Dans le vacarme qui régnait au sein de l’assemblée, personne ne put jamais se rappeler qui avait jeté le premier cri. La rumeur enfla petit à petit. La guerre. La guerre était la seule solution. Deux camps se formaient peu à peu, se jetant des regards froids. Certains semblaient prêts à en venir aux mains. Mais l’arrivée avec fracas d’un nouveau groupe temporisa les choses. De nouveau des cris de protestation se firent entendre. La troupe hétéroclite qui s’invitait dans les négociations n’avait rien à faire ici. Le squelette en costume de soie qui les menait s’inclina en soulevant son chapeau avec un ricanement désincarné.
— Je sais. Nous savons. Les loas vaudou ne sont pas autorisés à participer à vos petits conciliabules car nous ne sommes pas exactement des dieux. Distinction qui, soit dit en passant, n’a pas lieu d’être puisque nous sommes bien plus puissants que certains d’entre vous.
Un éclair vola dans sa direction.
— Ne peut-on plus plaisanter ? ricana-t-il de nouveau. Bien, bien, bien. Je me prêterais volontiers à vos petits jeux, mais il se trouve que je ne suis pas ici pour ça. Peut-être pouvons-nous humblement vous proposer une solution ? Car je suis navré de vous le dire mais… Les loas ont peut être un statut moindre, mais nous sommes bien plus pragmatiques que vous. Guerroyez donc si vous en avez envie. Mais je ne vois ici que des immortels. Mis à part vous estropier, vous ne pourrez rien faire de bien productif. Je suis navré de vous l’apprendre, si vous n’y avez pas pensé vous-mêmes.
L’agacement des dieux était de plus en plus visible, la tension palpable.
La déesse Snotra, de la sagesse et du contrôle de soi, s’avança :
— Merci, Baron, mais nous le savions. C’est d’ailleurs bien pour cette raison que la guerre n’est pas une solution envisageable, et que nous devons trouver un accord, dit la déesse d’une voix forte.
Sous son haut de forme, la mâchoire décharnée du crâne sembla esquisser un sourire.
— Oh, mais ce n’est pas ce que j’ai dit. Je venais justement vous apporter une solution pour mener la guerre de façon efficace.
— Comme si vous étiez plus doués que nous tous, siffla Quetzacoatl, dieu de la connaissance, tout en hérissant les plumes qui couvraient sa tête.

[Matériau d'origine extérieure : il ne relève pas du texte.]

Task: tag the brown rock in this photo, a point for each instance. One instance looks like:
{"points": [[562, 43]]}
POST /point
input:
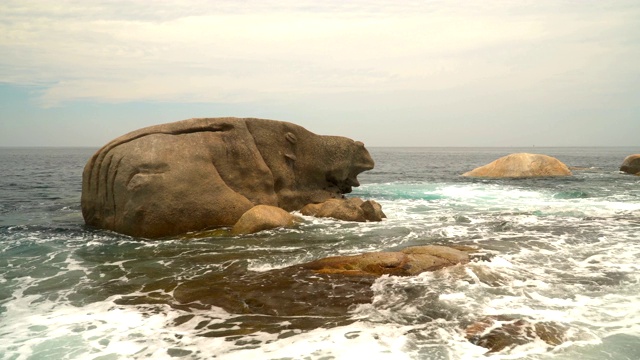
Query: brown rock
{"points": [[263, 217], [352, 209], [631, 164], [521, 165], [410, 261], [372, 211], [200, 173]]}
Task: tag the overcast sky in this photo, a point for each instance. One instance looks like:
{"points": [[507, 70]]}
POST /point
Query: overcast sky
{"points": [[388, 73]]}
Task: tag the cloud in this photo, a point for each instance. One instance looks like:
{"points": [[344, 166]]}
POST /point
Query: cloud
{"points": [[230, 51]]}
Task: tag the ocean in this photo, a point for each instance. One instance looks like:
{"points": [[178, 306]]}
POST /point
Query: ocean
{"points": [[554, 250]]}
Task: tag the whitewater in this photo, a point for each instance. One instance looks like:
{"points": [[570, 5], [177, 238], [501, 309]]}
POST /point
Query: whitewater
{"points": [[550, 250]]}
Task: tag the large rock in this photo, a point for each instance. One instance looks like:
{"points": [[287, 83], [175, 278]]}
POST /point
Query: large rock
{"points": [[409, 261], [263, 217], [319, 293], [631, 164], [521, 165], [352, 209], [200, 173]]}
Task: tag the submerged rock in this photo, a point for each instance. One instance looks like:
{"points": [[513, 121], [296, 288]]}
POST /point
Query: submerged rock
{"points": [[352, 209], [631, 164], [323, 290], [497, 333], [521, 165], [196, 174], [263, 217], [409, 261]]}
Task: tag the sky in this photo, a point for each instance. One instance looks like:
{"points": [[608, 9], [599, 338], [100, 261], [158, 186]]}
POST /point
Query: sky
{"points": [[388, 73]]}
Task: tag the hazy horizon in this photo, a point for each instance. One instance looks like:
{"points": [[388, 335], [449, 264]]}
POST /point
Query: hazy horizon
{"points": [[391, 74]]}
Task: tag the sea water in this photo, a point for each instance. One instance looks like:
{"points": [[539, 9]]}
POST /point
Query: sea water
{"points": [[561, 250]]}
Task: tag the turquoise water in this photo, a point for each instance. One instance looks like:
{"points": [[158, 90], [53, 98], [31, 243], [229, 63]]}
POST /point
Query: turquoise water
{"points": [[562, 250]]}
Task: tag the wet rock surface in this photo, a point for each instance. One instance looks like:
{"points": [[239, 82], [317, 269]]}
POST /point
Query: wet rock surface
{"points": [[352, 209], [497, 333], [631, 164]]}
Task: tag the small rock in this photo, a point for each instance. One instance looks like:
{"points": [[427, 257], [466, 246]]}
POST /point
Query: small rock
{"points": [[263, 217]]}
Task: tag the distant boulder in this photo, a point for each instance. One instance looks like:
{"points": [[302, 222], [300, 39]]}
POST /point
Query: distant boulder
{"points": [[197, 174], [409, 261], [263, 217], [631, 164], [521, 165], [352, 209]]}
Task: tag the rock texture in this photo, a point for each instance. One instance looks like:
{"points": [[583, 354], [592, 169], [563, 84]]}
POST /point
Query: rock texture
{"points": [[263, 217], [353, 209], [318, 293], [410, 261], [200, 173], [631, 164], [521, 165]]}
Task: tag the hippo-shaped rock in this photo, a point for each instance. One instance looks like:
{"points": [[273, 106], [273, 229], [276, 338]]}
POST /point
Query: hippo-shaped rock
{"points": [[201, 173]]}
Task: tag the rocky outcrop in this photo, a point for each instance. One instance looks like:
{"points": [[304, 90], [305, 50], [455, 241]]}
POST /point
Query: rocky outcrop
{"points": [[631, 164], [320, 292], [263, 217], [410, 261], [200, 173], [521, 165], [352, 209]]}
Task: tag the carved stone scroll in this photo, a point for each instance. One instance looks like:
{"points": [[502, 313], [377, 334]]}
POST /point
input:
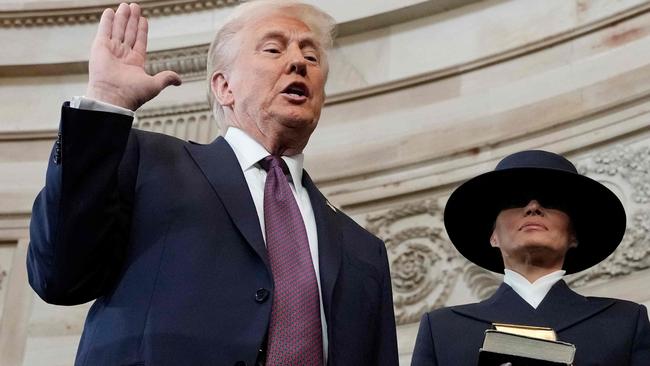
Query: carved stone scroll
{"points": [[424, 266], [625, 169]]}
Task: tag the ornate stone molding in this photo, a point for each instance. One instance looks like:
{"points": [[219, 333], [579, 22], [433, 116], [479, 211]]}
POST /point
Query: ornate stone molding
{"points": [[424, 266], [188, 122], [626, 170], [190, 62], [80, 15]]}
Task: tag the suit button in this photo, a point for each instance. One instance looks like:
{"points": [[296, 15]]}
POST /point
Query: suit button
{"points": [[261, 295]]}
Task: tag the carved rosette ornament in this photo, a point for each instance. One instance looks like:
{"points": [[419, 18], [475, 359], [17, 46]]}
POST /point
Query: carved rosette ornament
{"points": [[626, 170], [424, 265]]}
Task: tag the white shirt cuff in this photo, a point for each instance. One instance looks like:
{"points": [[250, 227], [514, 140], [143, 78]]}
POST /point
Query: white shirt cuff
{"points": [[80, 102]]}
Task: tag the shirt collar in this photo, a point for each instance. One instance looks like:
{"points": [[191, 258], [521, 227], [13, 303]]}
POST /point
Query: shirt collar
{"points": [[249, 152], [534, 292]]}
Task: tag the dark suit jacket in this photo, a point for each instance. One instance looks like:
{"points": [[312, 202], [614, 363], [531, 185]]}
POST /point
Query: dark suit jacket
{"points": [[165, 236], [606, 332]]}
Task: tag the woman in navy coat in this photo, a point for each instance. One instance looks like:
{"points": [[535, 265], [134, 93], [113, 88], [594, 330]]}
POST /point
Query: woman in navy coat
{"points": [[535, 219]]}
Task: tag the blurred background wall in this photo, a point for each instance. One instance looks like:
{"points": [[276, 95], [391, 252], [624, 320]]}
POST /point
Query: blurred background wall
{"points": [[423, 94]]}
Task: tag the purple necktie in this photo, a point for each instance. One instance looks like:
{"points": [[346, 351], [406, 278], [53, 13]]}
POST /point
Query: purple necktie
{"points": [[295, 335]]}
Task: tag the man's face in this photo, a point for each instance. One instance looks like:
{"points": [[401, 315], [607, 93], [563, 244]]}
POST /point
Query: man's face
{"points": [[533, 235], [277, 82]]}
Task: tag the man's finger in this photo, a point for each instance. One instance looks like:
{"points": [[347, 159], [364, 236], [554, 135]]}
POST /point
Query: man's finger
{"points": [[140, 45], [119, 24], [167, 78], [105, 27], [132, 25]]}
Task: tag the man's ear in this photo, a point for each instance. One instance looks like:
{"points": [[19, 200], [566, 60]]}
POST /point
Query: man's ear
{"points": [[493, 240], [573, 241], [221, 89]]}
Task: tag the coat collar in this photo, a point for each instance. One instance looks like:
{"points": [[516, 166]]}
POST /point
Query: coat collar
{"points": [[219, 164], [561, 308]]}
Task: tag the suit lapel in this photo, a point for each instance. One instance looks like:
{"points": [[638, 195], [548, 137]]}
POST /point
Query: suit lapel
{"points": [[561, 308], [219, 164], [329, 242], [505, 306]]}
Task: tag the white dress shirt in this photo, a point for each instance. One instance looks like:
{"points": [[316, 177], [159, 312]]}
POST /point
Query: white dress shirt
{"points": [[248, 153], [534, 292]]}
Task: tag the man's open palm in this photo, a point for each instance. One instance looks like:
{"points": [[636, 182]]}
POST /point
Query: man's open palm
{"points": [[117, 58]]}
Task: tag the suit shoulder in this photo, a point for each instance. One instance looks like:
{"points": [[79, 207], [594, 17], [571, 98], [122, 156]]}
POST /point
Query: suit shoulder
{"points": [[451, 311], [145, 137], [624, 305], [353, 227]]}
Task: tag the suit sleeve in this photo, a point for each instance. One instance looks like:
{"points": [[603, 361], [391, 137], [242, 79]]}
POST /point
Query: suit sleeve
{"points": [[424, 353], [387, 354], [80, 219], [641, 346]]}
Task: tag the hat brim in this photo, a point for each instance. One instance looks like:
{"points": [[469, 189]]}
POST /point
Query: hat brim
{"points": [[597, 215]]}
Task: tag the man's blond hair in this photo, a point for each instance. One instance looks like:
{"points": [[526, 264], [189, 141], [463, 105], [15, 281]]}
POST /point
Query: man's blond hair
{"points": [[223, 49]]}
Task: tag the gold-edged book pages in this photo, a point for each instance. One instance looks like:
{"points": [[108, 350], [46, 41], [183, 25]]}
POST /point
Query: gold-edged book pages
{"points": [[527, 330]]}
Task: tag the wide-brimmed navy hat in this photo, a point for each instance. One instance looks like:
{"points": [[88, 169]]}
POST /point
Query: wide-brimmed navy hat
{"points": [[597, 215]]}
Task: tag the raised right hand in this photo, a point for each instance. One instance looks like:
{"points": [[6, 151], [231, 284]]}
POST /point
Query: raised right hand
{"points": [[117, 57]]}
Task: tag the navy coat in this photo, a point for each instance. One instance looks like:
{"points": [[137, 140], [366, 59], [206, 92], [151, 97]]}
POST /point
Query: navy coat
{"points": [[606, 332], [165, 236]]}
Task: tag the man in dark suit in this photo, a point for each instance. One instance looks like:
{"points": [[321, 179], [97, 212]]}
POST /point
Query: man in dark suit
{"points": [[537, 219], [219, 254]]}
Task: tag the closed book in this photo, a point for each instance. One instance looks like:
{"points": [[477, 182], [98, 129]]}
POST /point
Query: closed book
{"points": [[523, 347], [486, 358], [527, 330]]}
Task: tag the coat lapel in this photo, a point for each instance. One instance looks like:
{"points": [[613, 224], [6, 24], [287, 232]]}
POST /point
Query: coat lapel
{"points": [[561, 308], [505, 306], [219, 164], [329, 242]]}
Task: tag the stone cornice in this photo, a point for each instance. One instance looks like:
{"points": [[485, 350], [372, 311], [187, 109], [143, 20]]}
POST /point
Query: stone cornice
{"points": [[91, 14], [190, 62]]}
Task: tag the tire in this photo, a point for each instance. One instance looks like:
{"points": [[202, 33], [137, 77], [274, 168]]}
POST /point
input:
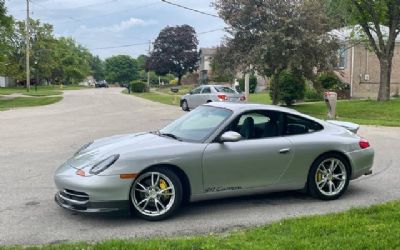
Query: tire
{"points": [[156, 194], [184, 105], [325, 184]]}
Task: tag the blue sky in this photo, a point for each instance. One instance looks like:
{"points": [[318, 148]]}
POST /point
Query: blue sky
{"points": [[108, 23]]}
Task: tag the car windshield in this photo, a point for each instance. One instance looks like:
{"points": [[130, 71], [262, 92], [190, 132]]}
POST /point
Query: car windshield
{"points": [[225, 89], [197, 125]]}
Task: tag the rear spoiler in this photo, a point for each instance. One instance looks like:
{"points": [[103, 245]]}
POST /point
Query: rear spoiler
{"points": [[347, 125]]}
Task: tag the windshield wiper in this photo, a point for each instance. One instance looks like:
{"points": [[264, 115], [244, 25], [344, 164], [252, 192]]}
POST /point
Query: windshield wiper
{"points": [[171, 136]]}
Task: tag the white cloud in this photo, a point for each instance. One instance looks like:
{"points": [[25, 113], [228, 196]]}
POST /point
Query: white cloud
{"points": [[121, 26]]}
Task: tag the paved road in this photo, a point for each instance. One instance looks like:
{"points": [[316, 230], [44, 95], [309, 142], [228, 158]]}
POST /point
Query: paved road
{"points": [[34, 141]]}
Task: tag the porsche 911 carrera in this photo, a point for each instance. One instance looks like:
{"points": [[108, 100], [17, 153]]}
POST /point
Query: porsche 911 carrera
{"points": [[217, 150]]}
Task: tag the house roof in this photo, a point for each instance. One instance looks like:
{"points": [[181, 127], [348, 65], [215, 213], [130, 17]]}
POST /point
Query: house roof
{"points": [[356, 32]]}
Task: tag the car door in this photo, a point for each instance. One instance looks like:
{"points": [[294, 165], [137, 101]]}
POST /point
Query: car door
{"points": [[255, 161], [194, 99]]}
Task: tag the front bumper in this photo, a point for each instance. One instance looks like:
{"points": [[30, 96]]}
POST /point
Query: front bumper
{"points": [[89, 207], [91, 193]]}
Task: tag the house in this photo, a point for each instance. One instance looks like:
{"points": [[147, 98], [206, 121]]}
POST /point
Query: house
{"points": [[6, 82], [205, 69], [359, 66]]}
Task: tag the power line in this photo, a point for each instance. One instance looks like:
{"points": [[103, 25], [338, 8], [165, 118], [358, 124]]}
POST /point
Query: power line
{"points": [[210, 31], [187, 8]]}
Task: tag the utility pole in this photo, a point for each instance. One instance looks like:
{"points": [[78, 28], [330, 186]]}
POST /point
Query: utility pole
{"points": [[148, 72], [246, 85], [28, 77]]}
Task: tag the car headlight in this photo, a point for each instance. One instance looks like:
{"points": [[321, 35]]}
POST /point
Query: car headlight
{"points": [[83, 147], [103, 165]]}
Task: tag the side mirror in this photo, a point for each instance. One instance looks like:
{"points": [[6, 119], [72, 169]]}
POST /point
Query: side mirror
{"points": [[230, 136]]}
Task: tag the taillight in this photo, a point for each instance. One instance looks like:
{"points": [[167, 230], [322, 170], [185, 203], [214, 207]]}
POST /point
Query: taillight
{"points": [[222, 97], [363, 143]]}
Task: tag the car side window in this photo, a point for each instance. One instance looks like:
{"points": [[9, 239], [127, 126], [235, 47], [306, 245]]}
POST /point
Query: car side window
{"points": [[197, 90], [257, 125], [206, 90], [295, 125]]}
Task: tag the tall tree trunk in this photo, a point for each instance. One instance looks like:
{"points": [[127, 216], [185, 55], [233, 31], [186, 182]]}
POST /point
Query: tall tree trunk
{"points": [[179, 80], [275, 89], [385, 75]]}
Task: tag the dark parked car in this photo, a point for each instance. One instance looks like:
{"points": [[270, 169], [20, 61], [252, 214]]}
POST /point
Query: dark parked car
{"points": [[101, 84]]}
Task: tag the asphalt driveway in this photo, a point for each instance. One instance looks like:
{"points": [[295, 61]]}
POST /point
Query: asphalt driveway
{"points": [[34, 141]]}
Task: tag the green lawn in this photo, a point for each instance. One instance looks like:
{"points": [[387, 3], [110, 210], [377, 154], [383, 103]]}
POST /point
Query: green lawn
{"points": [[376, 227], [41, 90], [19, 102]]}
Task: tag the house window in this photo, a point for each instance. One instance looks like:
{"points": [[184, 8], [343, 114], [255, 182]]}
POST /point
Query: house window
{"points": [[342, 58]]}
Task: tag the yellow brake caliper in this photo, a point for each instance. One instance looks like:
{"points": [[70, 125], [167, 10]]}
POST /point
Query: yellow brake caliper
{"points": [[163, 185], [319, 176]]}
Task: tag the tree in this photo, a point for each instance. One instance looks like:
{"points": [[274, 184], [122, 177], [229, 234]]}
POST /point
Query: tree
{"points": [[71, 62], [121, 69], [222, 65], [175, 51], [271, 36], [380, 20], [97, 67], [141, 62]]}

— Oh, je ne prétendrai pas cela. Seulement, nous voyons les choses d’un point de vue… différent. Je ne puis que vous conseiller d’utiliser les Hommes, puisqu’ils sont le sujet de cette malencontreuse querelle. Que chaque camp élise une poignée de représentants. Chaque représentant choisit un humain et lui apprend ce qu’il souhaite. On laisse ensuite ces humains seuls sur une île. Leur nature charitable et paisible fera le reste, ricana-t-il de nouveau.
Des murmures se propagèrent dans la salle, chacun voulant donner son avis à son voisin. Mais la voix du squelette s’éleva encore.
— Le dernier vivant permet ainsi à son camp de l’emporter. Cela aurait de plus l’indéniable avantage de nous distraire un peu.
Avec un dernier clin d’œil, le Baron de la mort tourna les talons. Pour la première fois depuis de longues heures, le silence s’abattit sur l’assemblée.
Tu parviens à donner vie à une assemblée divine avec beaucoup d'intensité et d'humour subtil, ce qui rend ton récit particulièrement agréable à lire. J’apprécie ta façon de revisiter les figures mythologiques, en leur donnant une voix moderne, des motivations claires, et une véritable profondeur.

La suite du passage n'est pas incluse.